AMI Kecam Keras Hilangnya Benda Bersejarah Milik Museum Riau
Asosiasi Museum Indonesia (AMI) mengecam keras hilangnya delapan benda bersejarah koleksi Museum Sang Nila Utama, Pekan Baru, Riau. Kedelapan koleksi yakni empat bilah Keris Melayu, Pedang Melayu Sondang, Piring Seladon Emas, Kendi VOC, dan Kendi Janggut.
Dari 119 koleksi Museum, kini tinggal 111 benda yang terpajang di Museum Sang Nila Utama. Hilangnya kedelapan benda tersebut, terjadi selama sepekan. Ketua Asosiasi Museum Indonesia, Putu Supadma Rudana mengatakan kejahatan ini merupakan kejahatan yang lebih berat dibandingkan korupsi.
“Saya sangat menyesalkan hilangnya sebuah warisan budaya Indonesia dari Museum Sang Nila Utama di Riau. Ini merupakan kejahatan yang lebih berat dari korupsi. Karena benda-benda pusaka tersebut tidak ternilai harganya bagi bangsa ini,” ujar Putu dalam keterangannya, Minggu 2 April 2017.
Putu pun mendesak pihak kepolisian secepatnya mengusut pencurian ini dan penangkap pelaku.
“Koleksi museum yang hilang merupakan representasi khasanah kebudayaan nasional sebagai identitas dan jati diri bangsa yang diatur dalam Undang-Undang Nomor 11 Tahun 2010 Tentang Cagar Budaya. Oleh karena itu kami (AMI) berharap, pihak Kepolisian segera menangkap pelakunya, dan memberikan hukuman yang seberat-beratnya.
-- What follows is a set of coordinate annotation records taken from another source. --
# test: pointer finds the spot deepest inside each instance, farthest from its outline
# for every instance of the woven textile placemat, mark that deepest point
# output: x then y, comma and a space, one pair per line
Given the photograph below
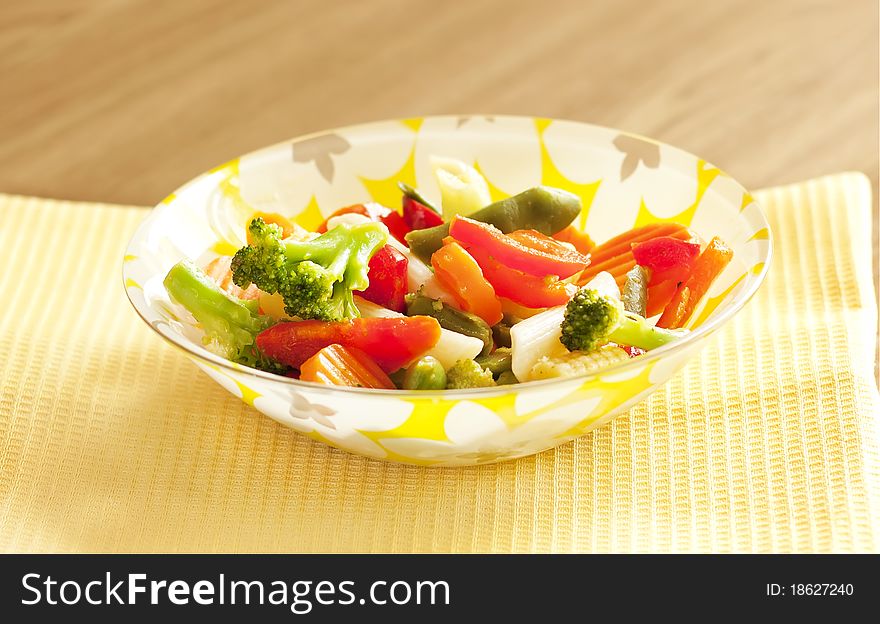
110, 440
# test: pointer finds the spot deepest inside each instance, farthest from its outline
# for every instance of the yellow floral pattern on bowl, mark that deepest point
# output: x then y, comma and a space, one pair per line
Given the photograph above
622, 179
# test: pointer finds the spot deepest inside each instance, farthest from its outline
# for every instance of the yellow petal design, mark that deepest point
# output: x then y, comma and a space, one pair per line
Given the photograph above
385, 191
762, 234
413, 123
705, 176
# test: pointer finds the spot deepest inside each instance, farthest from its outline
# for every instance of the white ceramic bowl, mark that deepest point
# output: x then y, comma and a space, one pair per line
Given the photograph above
623, 180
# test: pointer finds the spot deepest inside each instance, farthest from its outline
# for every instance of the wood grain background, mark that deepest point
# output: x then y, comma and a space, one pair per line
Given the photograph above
123, 100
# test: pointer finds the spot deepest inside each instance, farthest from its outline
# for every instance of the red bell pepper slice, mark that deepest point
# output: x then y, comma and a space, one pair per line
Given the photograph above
457, 270
375, 212
708, 266
530, 252
418, 216
666, 257
581, 240
391, 342
388, 279
527, 290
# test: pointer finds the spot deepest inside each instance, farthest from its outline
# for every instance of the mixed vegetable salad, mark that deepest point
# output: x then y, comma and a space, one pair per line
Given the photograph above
474, 294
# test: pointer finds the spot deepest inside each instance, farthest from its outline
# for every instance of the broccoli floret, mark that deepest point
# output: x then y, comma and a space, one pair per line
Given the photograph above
230, 324
468, 374
593, 318
315, 278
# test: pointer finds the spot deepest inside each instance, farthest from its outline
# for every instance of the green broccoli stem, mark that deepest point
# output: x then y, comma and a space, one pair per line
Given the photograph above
638, 332
217, 312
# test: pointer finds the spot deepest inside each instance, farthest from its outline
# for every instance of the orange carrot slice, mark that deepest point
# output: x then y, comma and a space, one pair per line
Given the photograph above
581, 240
336, 365
457, 270
707, 267
615, 255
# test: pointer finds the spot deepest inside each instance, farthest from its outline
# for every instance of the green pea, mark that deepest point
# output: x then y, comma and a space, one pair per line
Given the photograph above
498, 361
426, 373
451, 318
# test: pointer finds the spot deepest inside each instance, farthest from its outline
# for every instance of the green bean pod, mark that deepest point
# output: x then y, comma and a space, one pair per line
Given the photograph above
451, 318
542, 208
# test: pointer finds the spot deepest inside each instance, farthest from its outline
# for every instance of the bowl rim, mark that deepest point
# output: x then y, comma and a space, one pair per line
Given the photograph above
691, 338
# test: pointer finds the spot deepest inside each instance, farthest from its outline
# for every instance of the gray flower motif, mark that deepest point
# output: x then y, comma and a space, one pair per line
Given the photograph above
303, 409
466, 118
319, 150
637, 151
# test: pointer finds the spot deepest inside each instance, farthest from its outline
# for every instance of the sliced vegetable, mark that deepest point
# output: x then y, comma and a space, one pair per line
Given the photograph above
615, 255
527, 290
397, 227
659, 296
666, 257
468, 374
515, 312
388, 279
450, 348
336, 365
501, 334
391, 342
707, 267
459, 272
370, 210
451, 318
541, 208
506, 378
575, 237
426, 373
632, 351
528, 251
576, 363
635, 291
462, 189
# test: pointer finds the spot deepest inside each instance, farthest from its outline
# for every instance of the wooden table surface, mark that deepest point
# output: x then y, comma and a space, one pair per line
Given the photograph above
123, 100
Kami juga berharap tidak terulang kembali kejadian seperti ini,” kata Putu.
Selain mendesak pihak kepolisian, Ketua AMI juga memberikan catatan untuk diperhatikan oleh pihak terkait agar kasus kehilangan benda bersejarah di Museum tidak terus terjadi.
Catatat itu yakni:
- Masih lemahnya aspek hukum Dan keterlibatan publik serta komunitas dalam pengawasan permuseuman di Indonesia.
- Masih lemahnya law enforcement dalam penegakan hukum, dikarenakan belum diaturnya Secara khusus pengelola sebagai penanggung jawab, akibatnya banyak pengelola teledor.
- Pemerintah pusat dan daerah seolah-olah terlepas dengan persoalan museum, yang disebabkan jarangnya dilakukan pembahasan rakor mengenai permuseuman. Harmonisasi program anggaran museum pusat luar biasa, sementara daerah tertatih-tatih dengan anggaran yang super minimalis.
- Tidak terjadinya MOU antara pemerintah pusat yang menangani permuseuman dengan pihak-pihak yang relevan dengan penanganan keamanan. Sekaligus tidak terjadinya SKB (surat keputusan bersama) antara Kementerian terkait.
- Penguatan kelembagaan museum terkesan lambat bahkan terjadinya kemunduran, terlihat beberapa museum turun essellonisasi bahkan non essellonisasi. UPT menjadi subseksi.
- Dibutuhkan lembaga yang cukup memadai untuk penanganan museum di Indonesia, karena museum menyimpan koreksi harta negara yang tak terhingga.
- Reformasi Sumber Daya Manusia (SDM) baik pusat dan daerah kurang berkomitmen dan peduli terhadap permuseuman.
- Perlu realisasi SAPTA KARSA dari AMI untuk mewujudkan permuseuman di Indonesia yang lebih baik.
- Regulasi yang berhubungan dengan permuseuman perlu direvisi, sekaligus dalam prosesnya perlu konsensus beberapa pihak profesional dari praktisi, akademisi, Komunitas maupun AMI.
Kehilangan benda kloleksi Museum Sang Nila Utama menambah panjang barang-barang bersejarah dan memiliki nilai jual tinggi milik Museum yang hilang. Pada tahun 2010 lalu, Museum Sonobudoyo juga mengalami kehilangan 75 koleksi emas masterpiece. Selang tiga tahun kemudian giliran Museum Nasional, Jakarta yang mengalami kehilangan 4 koleksi emas masterpiece.